Donc qu’est-ce que le futur réserve à AD ? Quelques mois après les élections, les sondages montrent qu’AD est le troisième parti avec près de 15% des suffrages, en d’autres mots le parti a apparemment doublé son potentiel électoral. En fait, récemment un ancien premier ministre de Grèce (K. Karamanlis) semble avoir dit à son entourage qu’AD obtiendrait 20% des votes si les élections se tenaient maintenant. Malgré l’attitude négative des médias de masse (beaucoup refusent toujours d’inviter des représentants d’AD aux émissions politiques de débat) et de celles des partis politiques habituels, le soutien pour AD augmente surtout dans les arrondissements des classes populaires et de la petite bourgeoisie des grandes villes grecques, qui, comme nous l’avons expliqué plus tôt, souffrent le plus de l’importante criminalité des immigrés illégaux. Il y a juste quelques semaines un groupe de membres d’AD dirigé par des députés d’AD  a attaqué des vendeurs de rue immigrés qui vendaient leurs produits sans autorisation officielle. Le  tollé contre AD fut général parmi les médias et les politiciens, mais le syndicat officiel des vendeurs de rue grecs publia une déclaration de soutien pour les actions d’AD et les remercia publiquement.

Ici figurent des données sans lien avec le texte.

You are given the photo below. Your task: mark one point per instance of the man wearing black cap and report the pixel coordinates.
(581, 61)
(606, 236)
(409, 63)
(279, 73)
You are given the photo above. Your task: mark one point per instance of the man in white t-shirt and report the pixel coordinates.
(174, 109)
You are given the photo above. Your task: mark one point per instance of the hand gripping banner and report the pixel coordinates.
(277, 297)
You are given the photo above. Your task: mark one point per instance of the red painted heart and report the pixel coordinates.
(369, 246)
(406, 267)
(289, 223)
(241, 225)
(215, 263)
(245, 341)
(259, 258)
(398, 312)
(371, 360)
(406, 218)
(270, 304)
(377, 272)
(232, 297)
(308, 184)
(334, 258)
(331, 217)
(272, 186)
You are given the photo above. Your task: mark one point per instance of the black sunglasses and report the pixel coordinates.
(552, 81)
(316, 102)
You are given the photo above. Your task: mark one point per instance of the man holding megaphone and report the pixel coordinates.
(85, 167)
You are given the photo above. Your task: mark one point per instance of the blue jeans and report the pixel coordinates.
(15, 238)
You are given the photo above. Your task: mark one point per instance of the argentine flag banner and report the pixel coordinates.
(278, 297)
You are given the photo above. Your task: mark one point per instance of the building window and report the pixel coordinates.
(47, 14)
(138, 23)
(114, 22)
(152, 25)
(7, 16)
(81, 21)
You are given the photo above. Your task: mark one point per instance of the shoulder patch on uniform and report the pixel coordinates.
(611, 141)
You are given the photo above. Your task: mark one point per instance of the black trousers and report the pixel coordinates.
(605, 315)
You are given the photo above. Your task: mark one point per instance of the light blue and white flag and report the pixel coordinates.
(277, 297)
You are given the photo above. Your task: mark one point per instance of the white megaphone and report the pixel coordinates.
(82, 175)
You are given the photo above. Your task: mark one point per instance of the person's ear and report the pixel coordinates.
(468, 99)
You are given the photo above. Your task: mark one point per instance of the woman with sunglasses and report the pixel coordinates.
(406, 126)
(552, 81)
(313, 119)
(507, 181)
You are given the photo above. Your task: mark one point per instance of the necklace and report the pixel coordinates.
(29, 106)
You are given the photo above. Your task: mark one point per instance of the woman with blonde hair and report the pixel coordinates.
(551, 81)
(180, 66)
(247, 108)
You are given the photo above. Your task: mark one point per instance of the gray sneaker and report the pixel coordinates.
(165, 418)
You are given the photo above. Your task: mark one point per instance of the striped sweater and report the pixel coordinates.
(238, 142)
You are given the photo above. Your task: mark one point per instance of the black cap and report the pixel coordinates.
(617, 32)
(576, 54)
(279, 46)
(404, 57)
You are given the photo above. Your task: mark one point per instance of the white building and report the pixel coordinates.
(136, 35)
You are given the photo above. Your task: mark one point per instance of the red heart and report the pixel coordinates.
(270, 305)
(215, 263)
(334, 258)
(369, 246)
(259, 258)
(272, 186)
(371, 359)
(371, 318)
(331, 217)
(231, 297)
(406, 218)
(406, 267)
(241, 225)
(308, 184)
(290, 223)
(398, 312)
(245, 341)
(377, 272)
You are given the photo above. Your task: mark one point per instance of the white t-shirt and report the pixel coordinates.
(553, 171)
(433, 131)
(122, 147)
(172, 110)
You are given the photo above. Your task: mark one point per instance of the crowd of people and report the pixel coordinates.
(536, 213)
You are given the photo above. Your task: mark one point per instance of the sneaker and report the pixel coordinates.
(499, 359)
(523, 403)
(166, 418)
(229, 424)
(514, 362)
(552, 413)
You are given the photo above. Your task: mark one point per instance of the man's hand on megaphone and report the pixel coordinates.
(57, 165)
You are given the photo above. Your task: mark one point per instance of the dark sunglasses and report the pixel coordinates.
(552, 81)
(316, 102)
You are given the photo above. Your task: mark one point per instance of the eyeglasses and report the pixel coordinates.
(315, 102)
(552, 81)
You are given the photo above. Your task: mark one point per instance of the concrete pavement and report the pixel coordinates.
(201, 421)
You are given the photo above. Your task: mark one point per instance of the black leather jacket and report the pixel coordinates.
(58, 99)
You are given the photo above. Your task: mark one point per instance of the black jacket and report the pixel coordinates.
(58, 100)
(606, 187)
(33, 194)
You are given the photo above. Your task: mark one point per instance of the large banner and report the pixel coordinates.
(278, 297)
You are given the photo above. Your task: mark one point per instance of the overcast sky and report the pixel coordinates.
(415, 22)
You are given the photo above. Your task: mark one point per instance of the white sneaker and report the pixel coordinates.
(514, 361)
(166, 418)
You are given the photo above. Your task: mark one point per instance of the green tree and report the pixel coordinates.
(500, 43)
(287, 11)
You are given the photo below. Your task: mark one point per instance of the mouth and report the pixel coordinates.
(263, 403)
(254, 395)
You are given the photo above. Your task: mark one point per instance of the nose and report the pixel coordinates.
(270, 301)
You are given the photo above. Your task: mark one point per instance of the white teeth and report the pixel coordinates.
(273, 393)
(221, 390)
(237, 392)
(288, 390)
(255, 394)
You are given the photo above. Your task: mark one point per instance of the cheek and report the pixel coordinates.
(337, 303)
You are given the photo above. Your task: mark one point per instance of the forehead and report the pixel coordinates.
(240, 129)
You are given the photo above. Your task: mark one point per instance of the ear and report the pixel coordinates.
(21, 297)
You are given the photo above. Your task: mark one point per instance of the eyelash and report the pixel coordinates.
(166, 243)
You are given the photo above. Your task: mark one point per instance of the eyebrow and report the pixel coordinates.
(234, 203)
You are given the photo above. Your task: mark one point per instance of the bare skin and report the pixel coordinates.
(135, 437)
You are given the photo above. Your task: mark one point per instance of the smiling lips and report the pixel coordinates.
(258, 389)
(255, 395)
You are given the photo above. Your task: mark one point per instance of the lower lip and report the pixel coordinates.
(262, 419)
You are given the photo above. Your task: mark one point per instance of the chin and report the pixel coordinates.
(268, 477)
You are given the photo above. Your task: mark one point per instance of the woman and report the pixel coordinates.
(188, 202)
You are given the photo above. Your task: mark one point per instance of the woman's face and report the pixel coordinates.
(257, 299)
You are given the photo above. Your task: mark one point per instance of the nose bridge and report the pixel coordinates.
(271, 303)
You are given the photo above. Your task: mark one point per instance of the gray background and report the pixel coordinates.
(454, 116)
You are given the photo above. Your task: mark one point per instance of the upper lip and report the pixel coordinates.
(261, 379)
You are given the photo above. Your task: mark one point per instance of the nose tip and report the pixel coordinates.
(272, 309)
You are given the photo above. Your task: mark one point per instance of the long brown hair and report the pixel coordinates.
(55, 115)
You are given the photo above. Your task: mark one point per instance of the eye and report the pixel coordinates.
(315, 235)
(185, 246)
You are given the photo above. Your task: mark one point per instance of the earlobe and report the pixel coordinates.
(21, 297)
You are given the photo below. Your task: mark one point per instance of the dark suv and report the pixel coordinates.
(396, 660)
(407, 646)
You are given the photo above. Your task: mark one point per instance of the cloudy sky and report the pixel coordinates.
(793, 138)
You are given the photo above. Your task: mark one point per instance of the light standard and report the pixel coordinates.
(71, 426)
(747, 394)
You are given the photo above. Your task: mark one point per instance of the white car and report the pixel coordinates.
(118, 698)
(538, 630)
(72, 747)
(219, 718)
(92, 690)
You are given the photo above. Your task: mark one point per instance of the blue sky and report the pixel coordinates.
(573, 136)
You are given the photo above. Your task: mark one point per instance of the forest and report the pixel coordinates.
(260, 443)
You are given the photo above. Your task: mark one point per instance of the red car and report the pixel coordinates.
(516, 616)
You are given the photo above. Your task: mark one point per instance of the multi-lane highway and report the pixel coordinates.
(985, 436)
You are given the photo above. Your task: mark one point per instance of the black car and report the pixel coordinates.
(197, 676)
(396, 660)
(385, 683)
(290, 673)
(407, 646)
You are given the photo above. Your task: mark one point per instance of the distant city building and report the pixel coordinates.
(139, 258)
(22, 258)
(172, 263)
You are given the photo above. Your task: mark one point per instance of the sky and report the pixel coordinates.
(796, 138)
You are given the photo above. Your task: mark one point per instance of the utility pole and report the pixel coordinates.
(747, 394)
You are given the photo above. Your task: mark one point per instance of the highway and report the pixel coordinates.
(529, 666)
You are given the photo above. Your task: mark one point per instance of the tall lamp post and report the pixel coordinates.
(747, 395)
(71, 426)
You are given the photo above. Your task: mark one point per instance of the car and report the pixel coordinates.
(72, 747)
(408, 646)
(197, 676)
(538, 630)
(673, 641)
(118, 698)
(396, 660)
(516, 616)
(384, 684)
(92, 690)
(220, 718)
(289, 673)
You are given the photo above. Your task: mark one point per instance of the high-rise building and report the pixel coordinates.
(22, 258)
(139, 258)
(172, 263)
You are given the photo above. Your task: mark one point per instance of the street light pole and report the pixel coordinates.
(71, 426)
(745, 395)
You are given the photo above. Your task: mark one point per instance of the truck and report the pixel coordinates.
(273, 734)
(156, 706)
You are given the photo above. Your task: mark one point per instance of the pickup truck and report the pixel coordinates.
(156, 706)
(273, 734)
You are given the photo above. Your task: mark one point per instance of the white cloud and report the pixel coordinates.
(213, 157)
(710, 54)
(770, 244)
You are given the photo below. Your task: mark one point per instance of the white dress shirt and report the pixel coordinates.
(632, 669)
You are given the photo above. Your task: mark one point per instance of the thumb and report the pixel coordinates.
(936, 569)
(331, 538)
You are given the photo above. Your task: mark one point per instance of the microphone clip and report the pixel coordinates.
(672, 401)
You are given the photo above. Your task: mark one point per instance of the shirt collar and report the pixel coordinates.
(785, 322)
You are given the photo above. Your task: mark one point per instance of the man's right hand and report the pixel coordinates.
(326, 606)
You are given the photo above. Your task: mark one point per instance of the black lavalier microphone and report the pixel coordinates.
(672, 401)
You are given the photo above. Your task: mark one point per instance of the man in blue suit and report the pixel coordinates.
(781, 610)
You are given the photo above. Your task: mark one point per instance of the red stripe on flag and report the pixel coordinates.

Actuellement, la Grèce a un gouvernement de coalition gouverné par le parti de centre-droite, cependant en terme de suffrages la gauche radicale est le premier parti d’opposition et a de sérieuses chances d’être le prochain gouvernement du pays lors des prochaines élections. Avant que nous analysons ce que cela signifie pour la Grèce, il est important d’expliquer ce que la gauche radicale représente réellement. C’est une alliance de différents partis d’extrême gauche, principalement des Trotskystes, des Maoïstes, et d’autres gauchistes marginaux, alors que le parti est connu pour soutenir la violence d’extrême gauche et que ses députés aient défendu les émeutiers gauchistes et les terroristes dans les tribunaux. Il obtenait habituellement entre 3 à 5% des suffrages, mais dans les dernières élections les électeurs du PASOK (le parti de centre-gauche) qui sont surtout les nombreux fonctionnaires, ont voté pour la gauche radicale. La Grèce, avec la gauche radicale au pouvoir et AD proche de 15% subira d’énormes émeutes entre extrême gauche et extrême droite, émeutes qui peuvent même mener à une guerre civile de basse intensité, surtout si la crise économique empire. Une réaction par les services de sécurité et l’armée contre un gouvernement de la gauche radicale ne peut pas être écartée non plus.

Conclusion 

Au final, le phénomène AD fut le résultat d’une multitude de facteurs dont la crise économique n’en est qu’un parmi d’autres. Une organisation marginale avec quelques centaines de membres s’est transformée en une nuit en un acteur politique majeur de la politique grecque. Le futur de la Grèce au milieu de la crise économique et des taux de chômage record ne paraît évidemment pas brillant. Les nouvelles mesures d’austérité du gouvernement feront stagner davantage l’économie et exaspéreront la population grecque. Cependant, la crise s’est transformée en opportunité pour le nationalisme grec et pour AD en particulier, comme le proverbe anglais le dit, “il y a toujours une lumière au bout du tunnel.” Ab Aeterno continuera de surveiller et de rendre compte des développements politiques et de l’ascension d’AD.